Il attend et s'assoit en face de moi. Un bon mètre nous sépare et pourtant, j'ai l'impression de manquer d'oxygène. Ma gorge est sèche et ma tête me fait mal. Je sors ma bouteille d'eau en attendant qu'il me bombarde de questions comme pourquoi tu fais semblant d'être nulle dans cette langue ? Ou comment ça se fait que tu parles cette langue ? Mais, il reste aussi muet qu'une tombe.
- Pourquoi tu ne dis rien ? M'inquiète-je.
- Parce qu'il doit y avoir une bonne raison à toute cette histoire de "je ne parle pas français mais en réalité si" et que je n'ai pas le droit de te forcer a en parler si tu n'en as pas envie.
Je retiens un rire nerveux. Comment se peut-il qu'un garçon soit aussi gentil en apprenant que je mens comme une arracheuse de dents ? En dix-sept ans d'existence sur cette planète, je n'ai jamais vu quelqu'un d'aussi compréhensif et de gentil sans vouloir autre chose derrière.
Après quelques minutes de silence, je décide de me lancer e de lui raconter en partie mon histoire.

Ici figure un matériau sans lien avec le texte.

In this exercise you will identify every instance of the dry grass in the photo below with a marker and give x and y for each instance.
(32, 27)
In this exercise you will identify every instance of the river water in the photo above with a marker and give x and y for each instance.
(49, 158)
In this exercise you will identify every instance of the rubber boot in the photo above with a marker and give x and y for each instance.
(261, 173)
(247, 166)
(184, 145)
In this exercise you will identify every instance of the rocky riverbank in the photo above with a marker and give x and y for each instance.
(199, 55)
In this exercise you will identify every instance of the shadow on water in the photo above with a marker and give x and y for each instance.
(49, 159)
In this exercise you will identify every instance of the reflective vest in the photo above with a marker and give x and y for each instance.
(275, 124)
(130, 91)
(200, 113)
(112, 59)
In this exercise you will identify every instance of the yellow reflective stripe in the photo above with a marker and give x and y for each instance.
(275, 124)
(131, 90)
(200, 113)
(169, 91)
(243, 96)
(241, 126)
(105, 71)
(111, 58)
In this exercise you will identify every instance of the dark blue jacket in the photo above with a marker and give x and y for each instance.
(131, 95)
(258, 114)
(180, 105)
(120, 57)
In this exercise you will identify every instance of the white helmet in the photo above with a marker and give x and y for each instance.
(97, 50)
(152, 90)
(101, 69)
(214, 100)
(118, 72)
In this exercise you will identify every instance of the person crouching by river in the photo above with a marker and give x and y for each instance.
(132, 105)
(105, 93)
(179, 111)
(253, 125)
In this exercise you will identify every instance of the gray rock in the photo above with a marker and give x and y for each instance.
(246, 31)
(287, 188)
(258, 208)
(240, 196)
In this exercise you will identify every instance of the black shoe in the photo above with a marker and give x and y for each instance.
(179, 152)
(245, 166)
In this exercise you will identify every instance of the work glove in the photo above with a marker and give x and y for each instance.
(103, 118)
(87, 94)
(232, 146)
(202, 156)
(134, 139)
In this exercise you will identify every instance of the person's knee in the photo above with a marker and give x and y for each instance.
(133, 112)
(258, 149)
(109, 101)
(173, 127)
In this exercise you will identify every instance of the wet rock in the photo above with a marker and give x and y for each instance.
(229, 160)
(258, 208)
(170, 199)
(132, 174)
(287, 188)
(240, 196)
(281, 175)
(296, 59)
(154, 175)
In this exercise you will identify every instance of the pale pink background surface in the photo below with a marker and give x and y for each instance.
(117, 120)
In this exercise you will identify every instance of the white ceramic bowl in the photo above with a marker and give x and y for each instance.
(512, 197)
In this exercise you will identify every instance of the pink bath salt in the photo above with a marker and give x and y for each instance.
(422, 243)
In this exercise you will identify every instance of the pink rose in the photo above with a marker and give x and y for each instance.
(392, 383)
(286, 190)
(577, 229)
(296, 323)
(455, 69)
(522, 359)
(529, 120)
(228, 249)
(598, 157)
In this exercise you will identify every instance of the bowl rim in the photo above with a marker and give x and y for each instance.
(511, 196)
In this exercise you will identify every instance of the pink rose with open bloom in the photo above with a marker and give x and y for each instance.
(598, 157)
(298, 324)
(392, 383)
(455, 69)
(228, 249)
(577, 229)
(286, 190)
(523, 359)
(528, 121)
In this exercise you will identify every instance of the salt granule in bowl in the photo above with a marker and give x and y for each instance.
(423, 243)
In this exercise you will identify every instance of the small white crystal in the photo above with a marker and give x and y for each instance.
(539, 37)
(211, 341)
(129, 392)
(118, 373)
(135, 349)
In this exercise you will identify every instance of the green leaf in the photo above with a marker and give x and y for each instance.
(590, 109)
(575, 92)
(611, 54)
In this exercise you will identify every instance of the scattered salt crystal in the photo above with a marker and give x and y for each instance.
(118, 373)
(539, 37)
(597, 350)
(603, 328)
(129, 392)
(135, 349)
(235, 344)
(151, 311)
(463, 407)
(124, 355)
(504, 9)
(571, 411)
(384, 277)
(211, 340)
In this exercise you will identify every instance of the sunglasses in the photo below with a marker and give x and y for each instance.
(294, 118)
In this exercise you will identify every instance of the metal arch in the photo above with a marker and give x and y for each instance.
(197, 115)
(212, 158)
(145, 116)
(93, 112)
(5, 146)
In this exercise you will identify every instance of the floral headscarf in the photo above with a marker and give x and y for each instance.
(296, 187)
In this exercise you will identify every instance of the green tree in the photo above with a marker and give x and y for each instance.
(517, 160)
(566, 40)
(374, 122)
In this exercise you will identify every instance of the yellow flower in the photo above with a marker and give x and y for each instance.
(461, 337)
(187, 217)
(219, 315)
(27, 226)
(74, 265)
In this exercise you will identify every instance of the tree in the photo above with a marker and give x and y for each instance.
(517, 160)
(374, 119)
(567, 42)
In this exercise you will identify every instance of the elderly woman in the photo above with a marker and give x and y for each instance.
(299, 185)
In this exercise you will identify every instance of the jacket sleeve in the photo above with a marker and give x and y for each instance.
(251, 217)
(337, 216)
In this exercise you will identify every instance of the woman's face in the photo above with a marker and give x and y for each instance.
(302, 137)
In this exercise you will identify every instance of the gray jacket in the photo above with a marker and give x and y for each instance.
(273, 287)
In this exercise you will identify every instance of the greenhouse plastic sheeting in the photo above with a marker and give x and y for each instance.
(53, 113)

- Je sais parler français parce que mon père l'était et qu'il me parlait la langue de Molière quand j'étais toute petite pendant que ma mère me parlait en anglais. J'étais dans un collège français avant d'être ici.
- Oh. Désolé pour ton père.
Si tu savais ce qu'il a fait, tu n'aurais jamais dit ça...
- Tu n'as pas à l'être. Ce n'était pas quelqu'un de bien.
On pourrait donner beaucoup d'adjectif et d'autres types de mots pour décrire l'homme qu'on dit être "mon père". Vous pouvez demander à ma mère ou à mon frère. Aucun de nous ne dira qu'il est désolé qu'il soit mort ou encore que sa perte est une douleur déchirante chaque jour depuis qu'il est parti. Le mot qui conviendrait serait délivrance.
- C'est pour ça que tu fais semblant en cours ? C'est pour oublier que cette langue te rattache à lui ?
J'hoche simplement. Je suis incapable de parler plus de lui car un) je vais pleurer et il ne mérite pas mes larmes et de deux) je risquerais de tout déballer à Mick et on aurait de graves problèmes maman, Sammy et moi. Et je ne peux pas nous mettre à nouveau en danger. En aucun cas.
Mon téléphone sonne et je vois un message de ma mère qui s'affiche sur mon écran.
Maman : Tu sais aller chercher Sam à son entrainement de foot avant d'aller au Klei's ? J'ai un cas sérieux à l'hôpital.
Je lui renvoie une réponse positive et attrape mon sac à dos en essuyant mes larmes.
- Je suis désolée mais je dois aller chercher Samuel au foot.
- Pas de soucis. On se retrouve ici avant les cours avec la chanson que tu veux ?
J'acquiesce et ouvre la porte. Mick me rappelle deux secondes plus tard.
- Oui ?
- Merci de t'être confiée. Ton secret est bien gardé avec moi.
Je lui souris pour seul réponse en espérant que ce moment de faiblesse ne m'en coûtera pas d'avantage à l'avenir.